Traditionally, humanity has valued our offspring, and it speaks ill of our culture that the issue is even being debated.



I totally agree with the firsthand sentence.  That’s what makes it such a contentious issue. 

Offline Kamaji

  • Hero Member
  • *****
  • Posts: 57,889
So you are saying that a woman has a right to kill another human being based on a "bodily integrity" right which she already forfeited?  Just want to be clear on what this so-called "unenumerated" right actually says.

Let’s turn that argument on its side, and look at it again.  Do you have the right to kill another human being just because you believe he presents an imminent threat of bodily harm to you?

Online Hoodat

  • Hero Member
  • *****
  • Posts: 35,827
Right to kill?  No.  Right to use lethal harm to defend my own life against a person willfully trying to cause me lethal harm?  Yes.

But then that's not what we're talking about here.  We're talking about an innocent baby that has no willful intent to cause harm.
If a political party does not have its foundation in the determination to advance a cause that is right and that is moral, then it is not a political party; it is merely a conspiracy to seize power.

-Dwight Eisenhower-


"The [U.S.] Constitution is a limitation on the government, not on private individuals ... it does not prescribe the conduct of private individuals, only the conduct of the government ... it is not a charter for government power, but a charter of the citizen's protection against the government."

-Ayn Rand-

Offline Kamaji

  • Hero Member
  • *****
  • Posts: 57,889
Right to kill?  No.  Right to use lethal harm to defend my own life against a person willfully trying to cause me lethal harm?  Yes.
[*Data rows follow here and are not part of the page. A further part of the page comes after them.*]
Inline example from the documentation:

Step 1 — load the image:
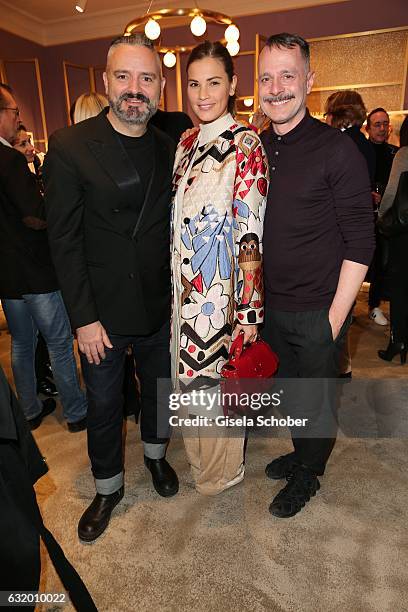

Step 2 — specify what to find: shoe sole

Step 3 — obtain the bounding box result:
[78,494,124,544]
[269,486,320,518]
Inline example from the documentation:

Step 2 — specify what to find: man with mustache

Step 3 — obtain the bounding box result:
[44,34,178,542]
[259,33,374,518]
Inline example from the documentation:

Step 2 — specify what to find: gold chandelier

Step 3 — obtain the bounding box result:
[124,7,240,68]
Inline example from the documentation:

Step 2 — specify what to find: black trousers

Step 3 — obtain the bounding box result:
[262,308,351,475]
[35,332,50,382]
[81,322,171,479]
[367,232,388,310]
[389,234,408,342]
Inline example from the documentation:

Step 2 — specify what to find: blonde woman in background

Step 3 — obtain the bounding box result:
[69,91,109,123]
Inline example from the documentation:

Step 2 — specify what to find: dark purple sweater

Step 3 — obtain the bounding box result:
[261,112,375,312]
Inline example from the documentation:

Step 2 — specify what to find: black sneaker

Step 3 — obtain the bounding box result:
[28,398,57,431]
[265,453,299,480]
[269,465,320,518]
[67,416,87,433]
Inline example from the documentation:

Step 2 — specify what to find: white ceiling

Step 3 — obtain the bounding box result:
[0,0,348,46]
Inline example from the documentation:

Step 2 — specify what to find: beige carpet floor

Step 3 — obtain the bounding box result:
[0,293,408,612]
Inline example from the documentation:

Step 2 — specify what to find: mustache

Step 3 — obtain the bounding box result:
[118,91,150,104]
[262,94,295,102]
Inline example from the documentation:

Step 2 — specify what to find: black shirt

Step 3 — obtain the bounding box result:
[372,142,398,193]
[117,128,154,214]
[261,111,375,312]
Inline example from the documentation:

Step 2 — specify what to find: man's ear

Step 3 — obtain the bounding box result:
[306,70,316,94]
[230,74,238,96]
[102,72,108,95]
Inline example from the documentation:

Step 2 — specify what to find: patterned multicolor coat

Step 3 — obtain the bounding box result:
[171,114,268,383]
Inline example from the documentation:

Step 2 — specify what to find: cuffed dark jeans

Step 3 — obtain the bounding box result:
[81,322,170,480]
[262,308,351,476]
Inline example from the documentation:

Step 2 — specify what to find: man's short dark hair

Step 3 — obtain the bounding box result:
[0,83,13,108]
[367,106,390,127]
[109,32,156,51]
[265,32,310,69]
But then that's not what we're talking about here.  We're talking about an innocent baby that has no willful intent to cause harm.

Let’s not split hairs.  Anyone who claims the right to self-defense with lethal force claims the right to kill another human being under appropriate circumstances.
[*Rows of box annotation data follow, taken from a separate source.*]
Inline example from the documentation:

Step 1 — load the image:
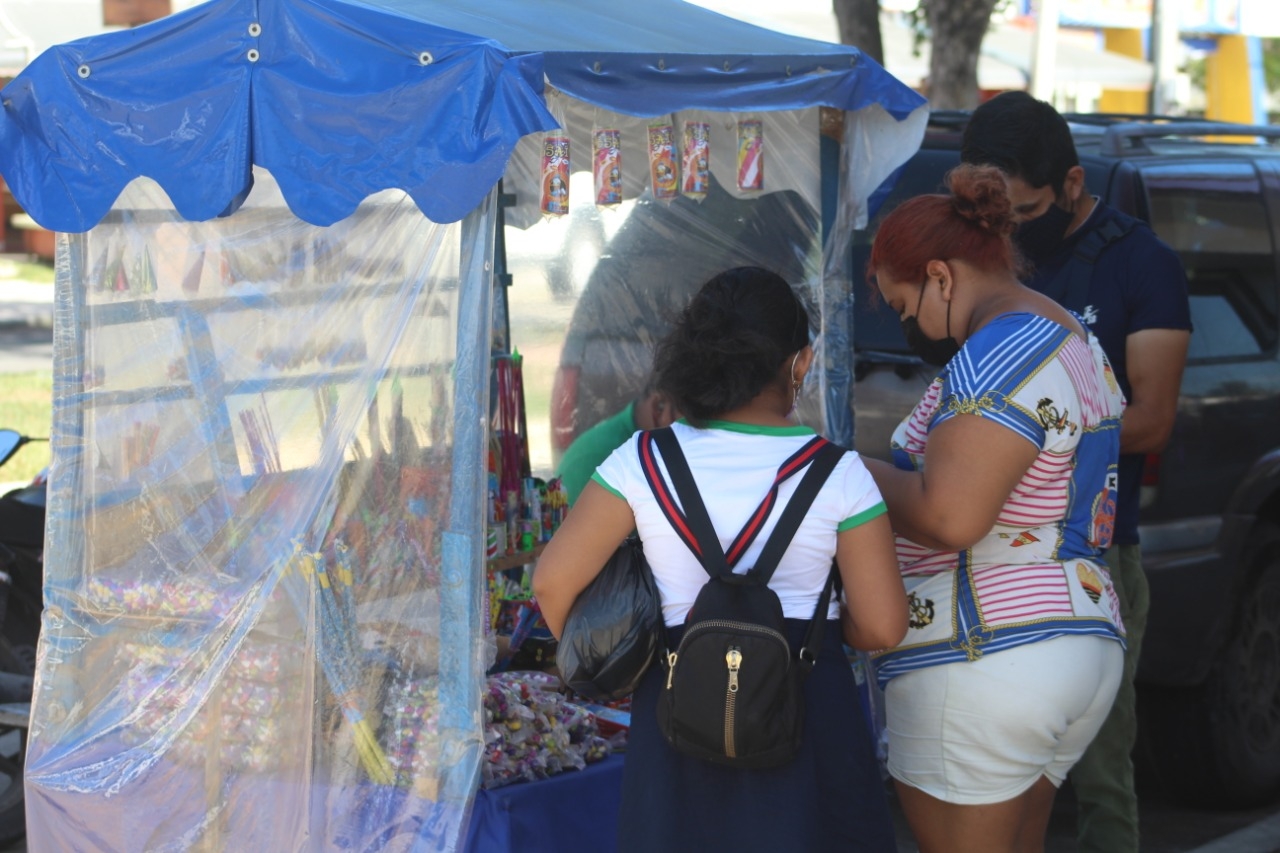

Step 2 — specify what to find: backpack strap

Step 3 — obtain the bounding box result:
[639,427,845,675]
[639,427,831,581]
[1044,216,1138,315]
[751,442,845,675]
So, fundamentally, the argument is not about the “right to kill your baby” but the circumstances under which the government is allowed to interfere with that decision. 

In other words, the argument is about the circumstances, not fundamental principles.

Online Hoodat

  • Hero Member
  • *****
  • Posts: 35,827
So, fundamentally, the argument is not about the “right to kill your baby” but the circumstances under which the government is allowed to interfere with that decision. 
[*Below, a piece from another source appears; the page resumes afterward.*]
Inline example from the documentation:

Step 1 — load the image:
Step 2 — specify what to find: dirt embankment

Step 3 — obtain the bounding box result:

The State government.  Which brings us back to where we are now.  Just as a State has the right to determine whether 'killings' are OK (e.g. self defense), that State also has a right to determine whether abortion killings are OK.

Game, set, match.
If a political party does not have its foundation in the determination to advance a cause that is right and that is moral, then it is not a political party; it is merely a conspiracy to seize power.

-Dwight Eisenhower-


"The [U.S.] Constitution is a limitation on the government, not on private individuals ... it does not prescribe the conduct of private individuals, only the conduct of the government ... it is not a charter for government power, but a charter of the citizen's protection against the government."